Compressive sensing (CS) is a novel idea that rethinks data acquisition. The theory was so revolutionary when it was created in 2004 that an early paper outlining it was initially rejected on the basis that its claims appeared impossible to be substantiated.

The impact of compressive sensing goes far beyond the research labs and enters a more organic social level. This new area was able to establish a true synergy between many disciplines of science, technology and engineering. Usually such groups are far apart due to the cultural differences of their respective fields. Now, thanks to compressive sensing, it is frequent to see pure mathematicians, applied mathematicians, computer scientists, and hardware engineers coming together to share ideas about the theory and its applications.


Acquisition and reconstruction are essential in every signal processing system and sampling theorems are responsible for the bridge between continuous and discrete domains. The most important theorem that sets a limit to the sampling rate guaranteeing signal recovery is the Shannon-Nyquist theorem for band-limited signals.

We know, however, that natural and manmade signals tend to be compressible, i.e., if point sampled many of the acquired coefficients will be redundant. Hence, a lot of effort has been made in order to rewrite the sampled data reducing the number of bits required to represent it. These schemes perform what is referred to as compression.

The sample-then-compress framework is very efficient and is used in many applications with a good performance. However, the fact that we are able to compress the acquired data, suggests that Nyquist was a pessimist, who considered the worst case scenario in which all that is known is that the signals are band-limited. But what if, instead of considering the Nyquist rate, we would try to recover the data by sensing at the information rate?

This is what Compressive Sensing is about. It comes out as a new paradigm for data acquisition that rises against the common knowledge of the filed. In truth, it gives stable and robust algorithms that allows sensing at rates much smaller then the Nyquist limit and recovering the signals with little corruption.

The basic idea is that compressibility translates in the existence of a representation in which the signal is sparse (most coefficients are zero). Therefore, while taking only a small number of samples would make the recovery problem ill-posed (an infinite number of solutions would be available), the compressibility property allows us to search in all possible solutions the one that makes the recovered signal sparse.

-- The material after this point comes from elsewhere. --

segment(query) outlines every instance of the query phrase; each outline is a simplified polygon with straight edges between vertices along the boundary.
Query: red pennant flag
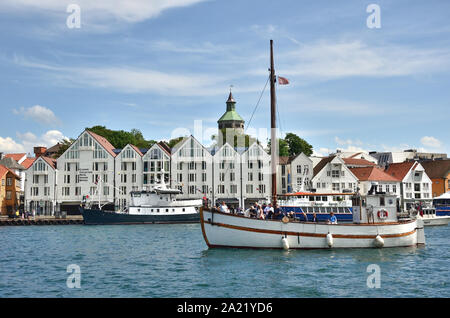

Of course, there is a twist in the word "sample". We cannot point sample the signal and hope to reconstruct it with a very small number of measurements because, once it is sparse, most of our acquired data will be zero. Instead, we measure the signal by calculating its inner product against different test functions.

Compressive sensing is intriguing not only because it proves that it is possible to reconstruct a signal with a very small number of measurements but also because it is nonadaptive . By this we mean that the algorithm is completely blind, not needing to guess characteristics of the original object (apart from sparsity). Moreover, the solution may be obtained by means of a linear program that solves a convex optimization problem.